Since OP is using Core, shouldn't ZFS already be configured for write caching in the...umm..."ZFS"ish way? I understand from what I read in the past when my own Free/TrueNAS installations gave me problems (usually due to operator error, hence my disclaimer that its not expert advice) that ZFS caching would address asynchronous writes to the extent that RAM was available. Synchronous writes would still be an issue, and be something that a SLOG would be meant to address. Although since the drives at issue are already SSDs, not sure that would help, except to spread out the writes to an additional drive?

Again, I'm curious about the answer...not because I know it.

Some anecdotal info: I currently have one machine on TrueNAS Scale with 128GB of RAM and a RAIDZ2 of 10 mixed NVMe and SATA 2.5 SSDs (probably not the most brilliant move I know). In the initial dump of files onto it, the ZFS cache quickly shot up from 1.7GB to over 70GB, and that was on a 1G connection. The 2.5" drives (Samsung SV843) temps went up a little over the course of a couple hours, but not a lot. By comparison, the OP has 1/4 as much RAM and a 10 times (or more) faster network connection. So, their write cache is probably maxed out in very short order and after that the drives are hammered with throughput?

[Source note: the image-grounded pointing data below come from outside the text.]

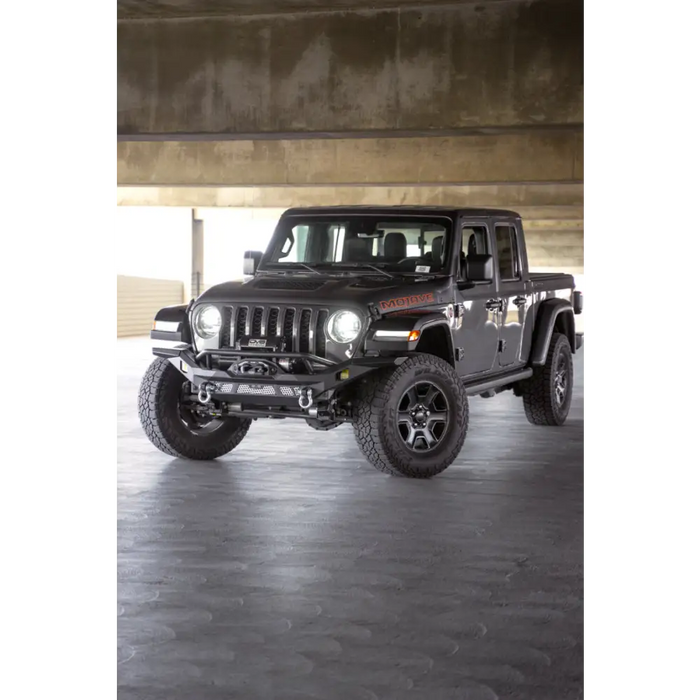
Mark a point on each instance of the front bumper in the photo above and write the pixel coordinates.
(282, 390)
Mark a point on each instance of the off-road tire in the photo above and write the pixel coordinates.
(539, 391)
(376, 430)
(160, 418)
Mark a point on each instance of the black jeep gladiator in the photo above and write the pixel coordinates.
(387, 318)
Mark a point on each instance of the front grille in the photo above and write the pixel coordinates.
(289, 316)
(241, 318)
(256, 331)
(305, 336)
(302, 328)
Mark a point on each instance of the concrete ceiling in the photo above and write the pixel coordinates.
(163, 9)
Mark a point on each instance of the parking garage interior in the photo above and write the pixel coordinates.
(289, 568)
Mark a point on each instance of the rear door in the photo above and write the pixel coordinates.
(512, 290)
(477, 329)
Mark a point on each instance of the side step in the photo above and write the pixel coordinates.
(481, 386)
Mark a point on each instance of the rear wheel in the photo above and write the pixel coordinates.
(547, 394)
(176, 425)
(412, 420)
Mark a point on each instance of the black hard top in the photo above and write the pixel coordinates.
(408, 210)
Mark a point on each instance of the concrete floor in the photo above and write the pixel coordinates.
(291, 570)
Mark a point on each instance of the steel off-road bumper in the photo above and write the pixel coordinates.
(279, 394)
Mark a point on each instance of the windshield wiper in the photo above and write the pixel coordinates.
(290, 268)
(369, 266)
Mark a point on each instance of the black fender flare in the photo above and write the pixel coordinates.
(403, 324)
(549, 311)
(178, 326)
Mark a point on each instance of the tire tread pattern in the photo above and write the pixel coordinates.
(380, 445)
(537, 393)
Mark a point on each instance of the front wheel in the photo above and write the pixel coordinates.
(412, 420)
(547, 394)
(172, 422)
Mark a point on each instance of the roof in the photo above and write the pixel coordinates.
(417, 210)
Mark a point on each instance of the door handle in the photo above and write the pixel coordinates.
(494, 304)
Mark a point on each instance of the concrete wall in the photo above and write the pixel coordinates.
(522, 157)
(136, 301)
(464, 65)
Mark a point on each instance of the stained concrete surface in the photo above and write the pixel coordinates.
(291, 570)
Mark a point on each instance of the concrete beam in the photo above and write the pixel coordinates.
(453, 66)
(543, 200)
(513, 157)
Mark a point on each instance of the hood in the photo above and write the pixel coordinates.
(319, 290)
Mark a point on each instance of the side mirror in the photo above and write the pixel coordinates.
(479, 268)
(251, 260)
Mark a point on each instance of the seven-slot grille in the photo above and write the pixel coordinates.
(303, 329)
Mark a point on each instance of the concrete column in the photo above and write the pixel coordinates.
(197, 282)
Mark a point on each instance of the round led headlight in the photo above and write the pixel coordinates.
(207, 322)
(344, 326)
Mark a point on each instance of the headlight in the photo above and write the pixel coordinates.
(207, 322)
(344, 326)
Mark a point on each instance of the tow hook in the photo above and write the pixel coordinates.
(306, 400)
(204, 395)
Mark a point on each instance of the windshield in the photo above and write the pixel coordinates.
(403, 245)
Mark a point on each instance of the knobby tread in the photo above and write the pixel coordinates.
(537, 391)
(377, 438)
(158, 389)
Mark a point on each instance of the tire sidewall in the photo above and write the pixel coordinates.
(394, 443)
(168, 412)
(562, 348)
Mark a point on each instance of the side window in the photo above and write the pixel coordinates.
(508, 259)
(475, 241)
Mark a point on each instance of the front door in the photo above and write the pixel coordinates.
(477, 330)
(511, 292)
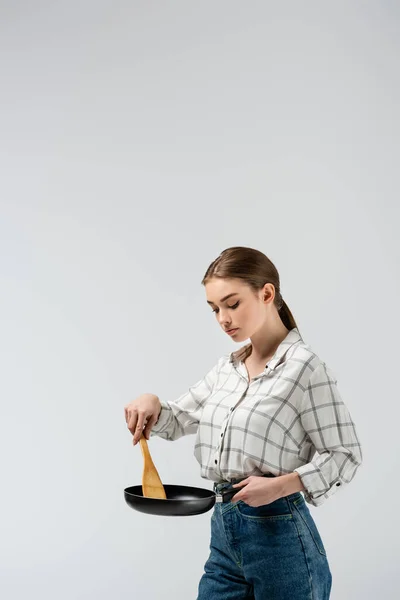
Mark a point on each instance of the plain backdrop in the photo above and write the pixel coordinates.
(138, 140)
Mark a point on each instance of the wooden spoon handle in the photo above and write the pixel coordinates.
(152, 486)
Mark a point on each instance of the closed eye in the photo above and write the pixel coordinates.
(233, 307)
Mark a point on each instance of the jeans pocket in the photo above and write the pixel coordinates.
(278, 510)
(309, 524)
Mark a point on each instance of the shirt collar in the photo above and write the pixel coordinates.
(292, 338)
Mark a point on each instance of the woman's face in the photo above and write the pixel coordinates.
(244, 310)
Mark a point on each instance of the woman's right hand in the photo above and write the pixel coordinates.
(143, 411)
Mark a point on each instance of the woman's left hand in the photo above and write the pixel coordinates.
(257, 490)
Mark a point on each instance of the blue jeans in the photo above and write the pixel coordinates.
(268, 552)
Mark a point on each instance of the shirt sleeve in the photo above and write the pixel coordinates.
(329, 426)
(181, 416)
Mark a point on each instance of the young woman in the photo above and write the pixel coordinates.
(270, 422)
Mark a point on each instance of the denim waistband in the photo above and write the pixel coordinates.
(220, 485)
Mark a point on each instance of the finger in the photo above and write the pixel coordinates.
(236, 497)
(148, 428)
(243, 482)
(132, 420)
(139, 428)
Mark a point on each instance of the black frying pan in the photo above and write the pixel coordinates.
(181, 500)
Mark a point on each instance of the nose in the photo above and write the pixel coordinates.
(223, 321)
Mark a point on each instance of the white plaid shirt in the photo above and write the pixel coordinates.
(290, 418)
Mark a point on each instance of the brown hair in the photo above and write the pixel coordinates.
(255, 269)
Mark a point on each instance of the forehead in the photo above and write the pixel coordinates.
(217, 289)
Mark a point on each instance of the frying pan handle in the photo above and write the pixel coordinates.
(227, 494)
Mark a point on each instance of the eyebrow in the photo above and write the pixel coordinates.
(224, 298)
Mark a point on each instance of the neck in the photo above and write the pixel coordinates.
(265, 342)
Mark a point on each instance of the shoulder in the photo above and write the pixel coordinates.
(313, 364)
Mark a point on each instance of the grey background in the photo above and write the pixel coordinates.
(138, 140)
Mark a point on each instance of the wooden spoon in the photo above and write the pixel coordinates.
(151, 482)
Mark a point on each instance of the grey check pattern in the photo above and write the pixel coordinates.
(290, 417)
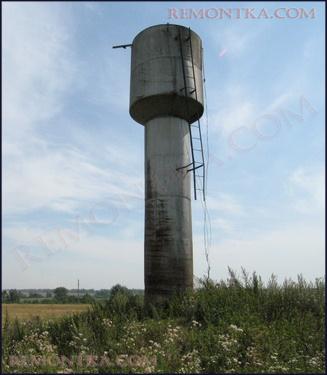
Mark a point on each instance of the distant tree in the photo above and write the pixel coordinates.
(35, 295)
(60, 293)
(102, 293)
(119, 289)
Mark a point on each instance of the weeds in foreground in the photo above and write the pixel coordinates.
(239, 325)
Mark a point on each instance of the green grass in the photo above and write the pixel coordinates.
(238, 326)
(23, 311)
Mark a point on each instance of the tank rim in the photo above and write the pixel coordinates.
(164, 24)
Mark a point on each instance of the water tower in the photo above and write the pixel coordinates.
(166, 97)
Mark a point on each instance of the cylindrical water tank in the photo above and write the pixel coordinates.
(159, 56)
(167, 96)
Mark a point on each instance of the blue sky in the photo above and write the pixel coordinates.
(73, 182)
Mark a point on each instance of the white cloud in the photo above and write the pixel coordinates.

In the past, I'd set up a FreeNAS system with 64GB of RAM, SAS3 SSDs (Toshiba PX02SMF020) & a 10G connection. In more sustained throughput testing, transfer was crazy fast, but the cache maxed out almost instantly and the drives became incredibly hot in very short order. Outside of testing though (and after I'd moved the initial batch of data onto the system) it all smoothed out and was pretty manageable with my usual routine of writes and reads in smaller bursts.
 

jcizzo

Member
Jan 31, 2023
37
5
8
This. But first.....were you using the same SATA power cabling for all your tests? Maybe try a different SATA power cable string? If on a backplane, and you have the ability to swap out the power connector from the PSU, do that, and/or swap the drives to the far side of the chassis?

MARKESS YOU BEAUTY!!!!! THAT DID IT!!

ohh maaan!! the award for biggest tech a-hole of the year goes to me in a massive way!!!

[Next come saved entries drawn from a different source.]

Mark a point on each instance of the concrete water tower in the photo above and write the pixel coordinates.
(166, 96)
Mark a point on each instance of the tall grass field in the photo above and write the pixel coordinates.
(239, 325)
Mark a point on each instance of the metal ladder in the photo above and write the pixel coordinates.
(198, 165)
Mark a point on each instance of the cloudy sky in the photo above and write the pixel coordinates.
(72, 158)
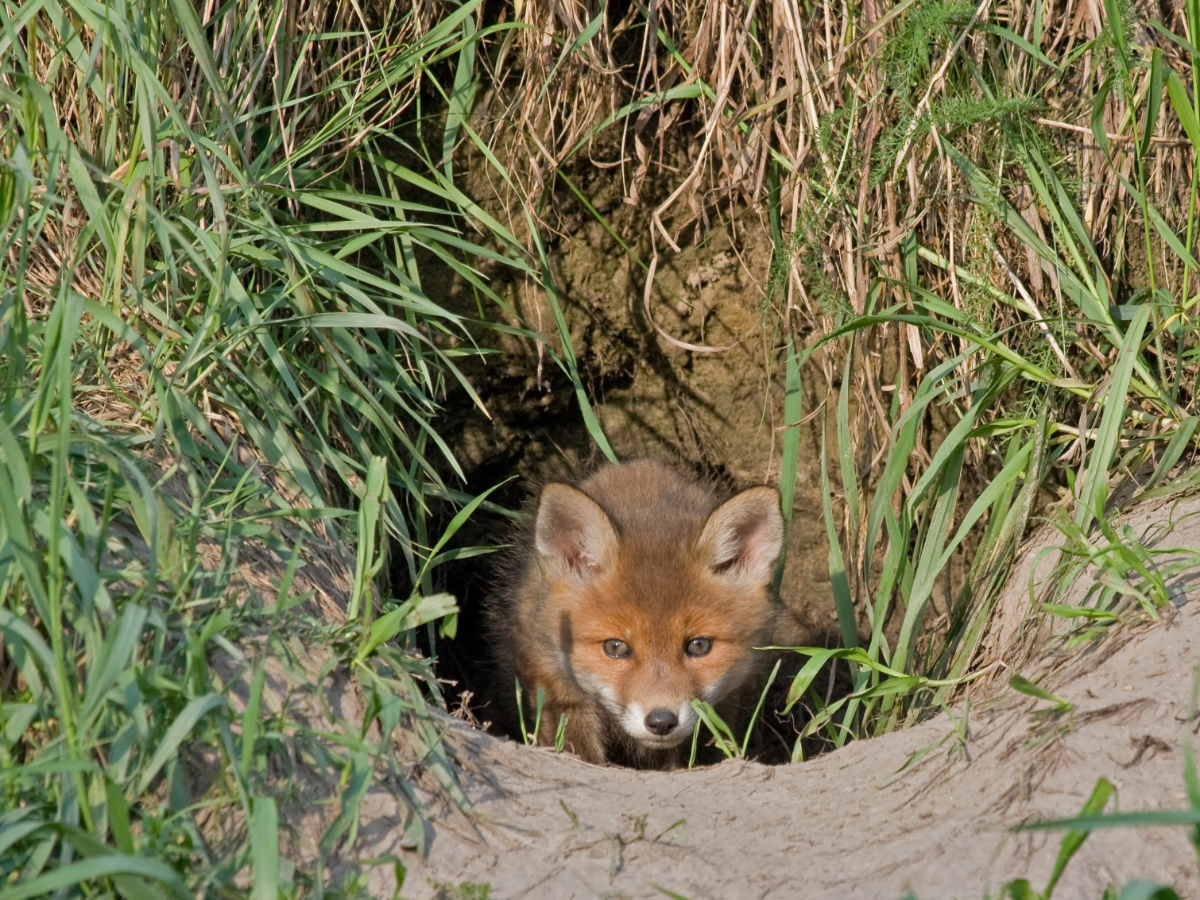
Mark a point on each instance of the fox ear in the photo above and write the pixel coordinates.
(744, 535)
(574, 535)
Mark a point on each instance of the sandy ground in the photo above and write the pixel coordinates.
(851, 823)
(844, 825)
(841, 826)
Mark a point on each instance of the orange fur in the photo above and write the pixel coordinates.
(640, 555)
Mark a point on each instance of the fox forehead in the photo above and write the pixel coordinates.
(660, 609)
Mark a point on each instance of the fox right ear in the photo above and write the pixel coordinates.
(574, 535)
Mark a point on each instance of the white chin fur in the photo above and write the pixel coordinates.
(633, 720)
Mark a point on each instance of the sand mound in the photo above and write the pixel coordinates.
(845, 825)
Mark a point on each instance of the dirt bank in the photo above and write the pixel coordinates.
(549, 826)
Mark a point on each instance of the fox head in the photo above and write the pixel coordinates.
(659, 600)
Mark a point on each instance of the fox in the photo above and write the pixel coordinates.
(636, 592)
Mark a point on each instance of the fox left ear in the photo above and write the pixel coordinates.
(744, 535)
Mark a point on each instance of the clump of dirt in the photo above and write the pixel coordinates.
(929, 809)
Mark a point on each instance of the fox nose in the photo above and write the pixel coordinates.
(661, 721)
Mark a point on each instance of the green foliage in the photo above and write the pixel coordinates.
(219, 361)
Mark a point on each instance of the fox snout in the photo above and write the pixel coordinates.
(659, 727)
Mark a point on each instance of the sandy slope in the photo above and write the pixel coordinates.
(838, 827)
(843, 826)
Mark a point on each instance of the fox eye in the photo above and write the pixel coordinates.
(617, 648)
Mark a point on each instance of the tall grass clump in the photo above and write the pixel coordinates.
(220, 365)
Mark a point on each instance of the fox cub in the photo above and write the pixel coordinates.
(639, 592)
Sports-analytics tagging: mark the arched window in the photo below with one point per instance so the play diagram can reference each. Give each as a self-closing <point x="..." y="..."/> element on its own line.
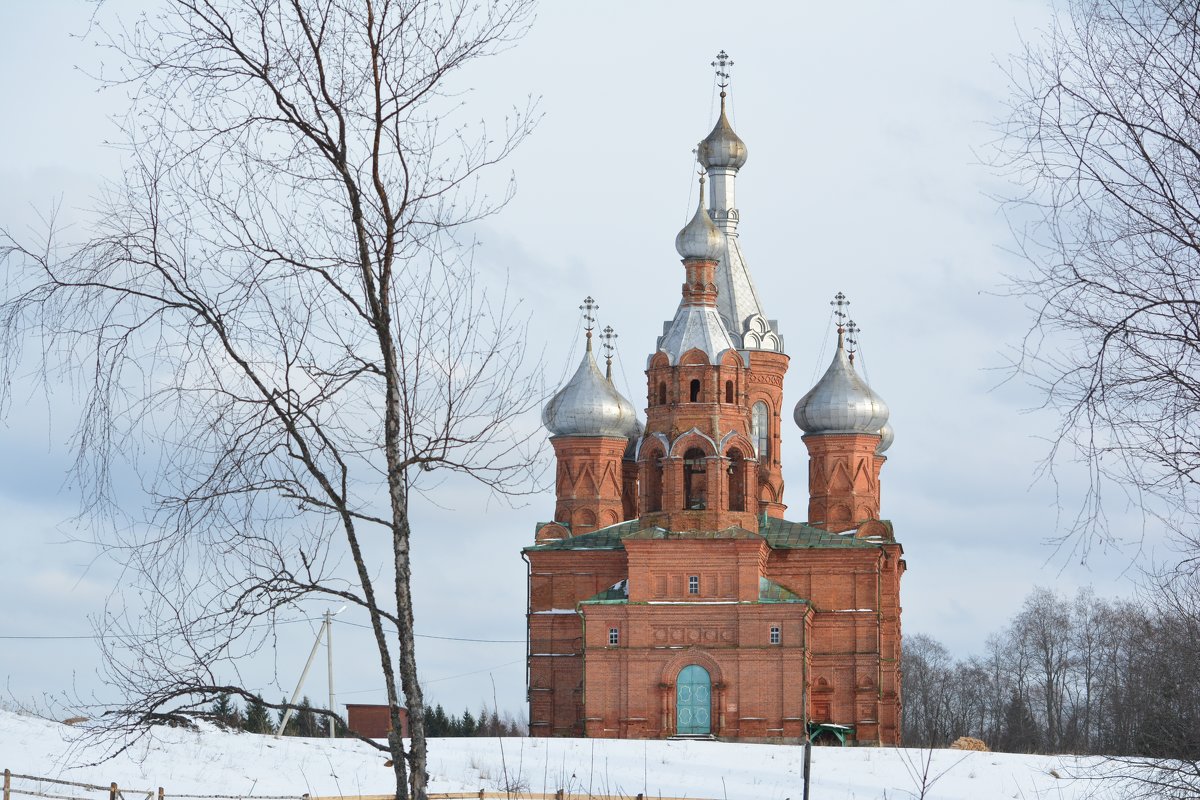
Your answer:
<point x="695" y="480"/>
<point x="654" y="482"/>
<point x="737" y="481"/>
<point x="761" y="431"/>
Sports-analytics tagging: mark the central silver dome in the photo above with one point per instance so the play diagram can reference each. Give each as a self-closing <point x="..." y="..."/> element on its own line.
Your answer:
<point x="589" y="405"/>
<point x="841" y="402"/>
<point x="723" y="148"/>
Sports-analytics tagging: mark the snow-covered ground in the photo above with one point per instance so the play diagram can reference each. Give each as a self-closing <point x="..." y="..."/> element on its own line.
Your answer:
<point x="223" y="763"/>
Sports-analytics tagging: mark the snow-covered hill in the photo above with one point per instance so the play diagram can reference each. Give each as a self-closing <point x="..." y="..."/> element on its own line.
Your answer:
<point x="217" y="762"/>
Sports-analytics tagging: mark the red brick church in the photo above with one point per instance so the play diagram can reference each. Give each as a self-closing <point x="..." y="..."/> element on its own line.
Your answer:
<point x="670" y="595"/>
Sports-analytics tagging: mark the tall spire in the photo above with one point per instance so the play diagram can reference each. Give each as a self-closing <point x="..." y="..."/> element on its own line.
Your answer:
<point x="723" y="154"/>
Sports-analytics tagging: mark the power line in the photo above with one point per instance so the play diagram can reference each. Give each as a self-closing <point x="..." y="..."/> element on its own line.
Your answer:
<point x="100" y="637"/>
<point x="437" y="680"/>
<point x="444" y="638"/>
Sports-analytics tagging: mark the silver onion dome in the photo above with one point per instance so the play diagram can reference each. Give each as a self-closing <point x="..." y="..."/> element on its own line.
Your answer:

i forgot that i had swapped power supplies and the sata power cables looked the same and i didn't bother changing them.. upon inspection, the one that was running my ssds was different.. barely noticeable, but different.. when i looked at the wires coming outta the plug, it was different..

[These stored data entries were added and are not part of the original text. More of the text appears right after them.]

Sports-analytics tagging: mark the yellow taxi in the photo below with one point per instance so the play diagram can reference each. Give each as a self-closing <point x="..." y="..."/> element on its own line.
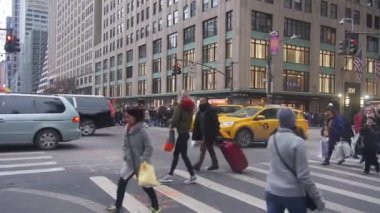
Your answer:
<point x="255" y="124"/>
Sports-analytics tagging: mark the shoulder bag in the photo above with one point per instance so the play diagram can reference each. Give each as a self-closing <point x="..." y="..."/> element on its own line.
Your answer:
<point x="310" y="204"/>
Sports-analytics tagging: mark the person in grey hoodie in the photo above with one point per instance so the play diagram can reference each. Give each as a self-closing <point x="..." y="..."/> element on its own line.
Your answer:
<point x="137" y="148"/>
<point x="285" y="190"/>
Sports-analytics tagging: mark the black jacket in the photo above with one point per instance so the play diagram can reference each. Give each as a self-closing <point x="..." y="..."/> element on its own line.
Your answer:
<point x="210" y="124"/>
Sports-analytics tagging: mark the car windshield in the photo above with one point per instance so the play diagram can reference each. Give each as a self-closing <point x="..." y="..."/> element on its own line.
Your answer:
<point x="245" y="112"/>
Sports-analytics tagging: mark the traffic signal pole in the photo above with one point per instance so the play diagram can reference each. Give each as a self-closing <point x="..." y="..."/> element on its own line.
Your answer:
<point x="218" y="71"/>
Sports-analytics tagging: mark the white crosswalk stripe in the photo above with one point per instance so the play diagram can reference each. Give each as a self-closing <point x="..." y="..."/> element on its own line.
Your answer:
<point x="27" y="163"/>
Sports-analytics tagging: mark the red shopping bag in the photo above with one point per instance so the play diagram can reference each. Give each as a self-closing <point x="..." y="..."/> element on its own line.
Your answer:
<point x="169" y="144"/>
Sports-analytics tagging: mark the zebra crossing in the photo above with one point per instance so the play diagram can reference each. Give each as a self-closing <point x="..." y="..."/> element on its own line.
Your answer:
<point x="23" y="163"/>
<point x="343" y="189"/>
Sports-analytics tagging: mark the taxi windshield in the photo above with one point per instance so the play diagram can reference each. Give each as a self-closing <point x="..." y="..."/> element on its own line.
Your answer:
<point x="245" y="112"/>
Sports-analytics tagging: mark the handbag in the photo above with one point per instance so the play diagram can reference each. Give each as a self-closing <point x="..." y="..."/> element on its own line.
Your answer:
<point x="310" y="204"/>
<point x="147" y="176"/>
<point x="169" y="144"/>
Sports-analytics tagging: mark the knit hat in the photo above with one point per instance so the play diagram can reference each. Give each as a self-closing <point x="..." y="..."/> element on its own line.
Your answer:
<point x="286" y="117"/>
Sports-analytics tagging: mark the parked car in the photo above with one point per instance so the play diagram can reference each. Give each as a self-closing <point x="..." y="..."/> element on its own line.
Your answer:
<point x="39" y="119"/>
<point x="95" y="112"/>
<point x="255" y="124"/>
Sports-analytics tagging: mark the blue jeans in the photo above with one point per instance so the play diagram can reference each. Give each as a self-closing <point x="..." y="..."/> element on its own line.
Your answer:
<point x="278" y="204"/>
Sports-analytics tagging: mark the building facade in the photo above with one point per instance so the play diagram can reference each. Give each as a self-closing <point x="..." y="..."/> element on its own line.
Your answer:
<point x="141" y="41"/>
<point x="76" y="29"/>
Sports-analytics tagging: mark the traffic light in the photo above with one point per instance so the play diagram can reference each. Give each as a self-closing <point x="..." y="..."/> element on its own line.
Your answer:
<point x="342" y="46"/>
<point x="176" y="69"/>
<point x="352" y="47"/>
<point x="12" y="43"/>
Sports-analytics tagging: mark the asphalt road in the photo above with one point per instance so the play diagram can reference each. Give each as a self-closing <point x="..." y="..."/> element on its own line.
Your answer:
<point x="81" y="176"/>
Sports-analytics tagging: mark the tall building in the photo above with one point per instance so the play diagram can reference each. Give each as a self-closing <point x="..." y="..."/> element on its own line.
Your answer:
<point x="77" y="31"/>
<point x="142" y="39"/>
<point x="33" y="36"/>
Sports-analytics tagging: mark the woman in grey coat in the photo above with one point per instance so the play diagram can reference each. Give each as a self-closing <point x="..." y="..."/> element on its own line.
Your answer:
<point x="286" y="190"/>
<point x="137" y="148"/>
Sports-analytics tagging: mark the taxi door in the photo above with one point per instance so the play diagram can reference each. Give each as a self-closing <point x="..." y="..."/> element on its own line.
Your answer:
<point x="268" y="125"/>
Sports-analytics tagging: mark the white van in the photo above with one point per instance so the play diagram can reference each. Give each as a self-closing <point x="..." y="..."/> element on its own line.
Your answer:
<point x="39" y="119"/>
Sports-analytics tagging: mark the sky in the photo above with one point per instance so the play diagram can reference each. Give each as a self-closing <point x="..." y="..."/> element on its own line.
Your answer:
<point x="5" y="10"/>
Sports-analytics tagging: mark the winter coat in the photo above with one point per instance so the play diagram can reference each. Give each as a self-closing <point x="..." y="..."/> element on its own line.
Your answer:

just been running 10Gig tests on those drives and all is running PERFECTLY!!! this has been causing me headaches for the past 2-3 weeks..

thank you again!!
 
  • Like
Reactions: Markess and SINN78

Markess

Well-Known Member
May 19, 2018
1,166
783
113
Northern California
i forgot that i had swapped power supplies and the sata power cables looked the same and i didn't bother changing them.. upon inspection, the one that was running my ssds was different.. barely noticeable, but different.. when i looked at the wires coming outta the plug, it was different..
I've learned (the hard way :confused: ) to label modular PSU cables with the brand and model # of the power supply they came with (if they didn't come pre-labeled). Most brands use the same 6 & 8 pin plug types for drives and peripherals on the PSU end, but the pin assignments are anything but standardized!

Just for the record, what exactly was wrong with that power cable?
I get the impression he had a SATA power cable of one brand/model plugged into a PSU from another brand/model & the two must have had differing pin assignments.